BCE vê avanço de 2,2% do PIB da zona do euro

Para presidente do banco, Mario Draghi, expansão da economia da regaião é sólida

Dow Jones Newswire, O Estado de S.Paulo

08 Setembro 2017 | 05h00

BRUXELAS - O Conselho do Banco Central Europeu (BCE) comunicou ontem a revisão das projeções de inflação e Produto Interno Bruto (PIB) para 2017, 2018 e 2019. Para este ano, a projeção do PIB foi revisada para cima, de 1,9% para 2,2%. Já a inflação da zona do euro foi mantida em 1,5%. Segundo o presidente do BCE, Mario Draghi, a expansão das economias europeias é sólida, mas ainda não levou a tendência de inflação mais forte, e o corte nas projeções de inflação se devem à taxa de câmbio.

Mais cedo, a Eurostat, a agência de estatísticas da União Europeia, comunicou que a economia da zona do euro cresceu mais do que o anteriormente estimado na comparação anual do segundo trimestre. Entre abril e junho, o PIB do bloco teve expansão de 2,3% ante igual período do ano passado, e não de 2,2%, como foi estimado em meados de agosto.

Para 2018, o BCE cortou em 0,1 ponto porcentual a projeção de inflação, de 1,3% para 1,2%. Draghi apontou que a alta de preços deverá recuar temporariamente perto da virada de 2017 para 2018. Já a estimativa para o PIB foi mantida em 1,8%.

Em 2019, a estimativa para a inflação também foi cortada em 0,1 ponto porcentual, de 1,6% para 1,5%. Segundo Draghi, a inflação deverá convergir para a meta de 2% só em 2020.
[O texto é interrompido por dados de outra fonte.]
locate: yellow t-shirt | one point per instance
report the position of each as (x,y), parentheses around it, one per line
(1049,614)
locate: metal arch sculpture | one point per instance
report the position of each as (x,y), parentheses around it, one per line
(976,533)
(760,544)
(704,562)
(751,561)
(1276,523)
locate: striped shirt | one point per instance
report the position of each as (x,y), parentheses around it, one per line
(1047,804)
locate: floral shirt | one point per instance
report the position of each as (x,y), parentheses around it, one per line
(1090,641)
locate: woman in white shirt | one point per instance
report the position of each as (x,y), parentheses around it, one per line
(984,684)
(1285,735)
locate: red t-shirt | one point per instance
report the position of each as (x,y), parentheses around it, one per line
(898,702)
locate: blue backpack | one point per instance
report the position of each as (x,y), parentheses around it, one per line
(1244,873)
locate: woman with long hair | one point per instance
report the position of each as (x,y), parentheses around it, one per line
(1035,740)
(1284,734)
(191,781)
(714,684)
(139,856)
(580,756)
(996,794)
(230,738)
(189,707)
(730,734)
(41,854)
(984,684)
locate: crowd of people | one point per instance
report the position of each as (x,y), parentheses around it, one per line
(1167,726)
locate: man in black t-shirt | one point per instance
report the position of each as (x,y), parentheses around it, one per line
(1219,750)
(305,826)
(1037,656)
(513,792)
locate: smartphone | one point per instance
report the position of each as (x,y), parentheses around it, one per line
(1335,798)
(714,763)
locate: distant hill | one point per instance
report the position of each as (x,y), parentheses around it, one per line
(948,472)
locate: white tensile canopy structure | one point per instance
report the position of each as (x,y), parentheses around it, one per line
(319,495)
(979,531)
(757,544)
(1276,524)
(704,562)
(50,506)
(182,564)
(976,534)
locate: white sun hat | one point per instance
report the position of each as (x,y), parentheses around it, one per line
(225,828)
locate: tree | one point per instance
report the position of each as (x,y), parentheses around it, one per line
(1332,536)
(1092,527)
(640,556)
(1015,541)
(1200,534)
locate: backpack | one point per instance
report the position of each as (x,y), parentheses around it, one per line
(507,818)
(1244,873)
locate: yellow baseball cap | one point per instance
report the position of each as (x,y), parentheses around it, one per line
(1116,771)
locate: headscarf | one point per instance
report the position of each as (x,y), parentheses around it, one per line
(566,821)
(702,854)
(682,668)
Compra de ativos. Draghi afirmou ainda, em coletiva de imprensa após a reunião de política monetária da entidade – que decidiu por manter a taxa de juros em zero, mínima histórica –, que houve uma discussão preliminar sobre a possibilidade de continuar com o programa de compra de ativos, o relaxamento quantitativo (QE), em 2018.

Foi a primeira vez que o BCE confirmou ter debatido o futuro do QE com todo o conselho. O italiano afirmou que está disposto a ampliar o QE, seja em tamanho ou duração. Porém, Draghi também ressaltou que a inflação ainda está longe da meta do BCE, portanto é necessário proceder com cautela.

Ele apontou que a recente valorização do euro ante outras moedas é uma fonte de incerteza para a política monetária, enquanto os dirigentes se preparam para elaborar os planos para o ano que vem.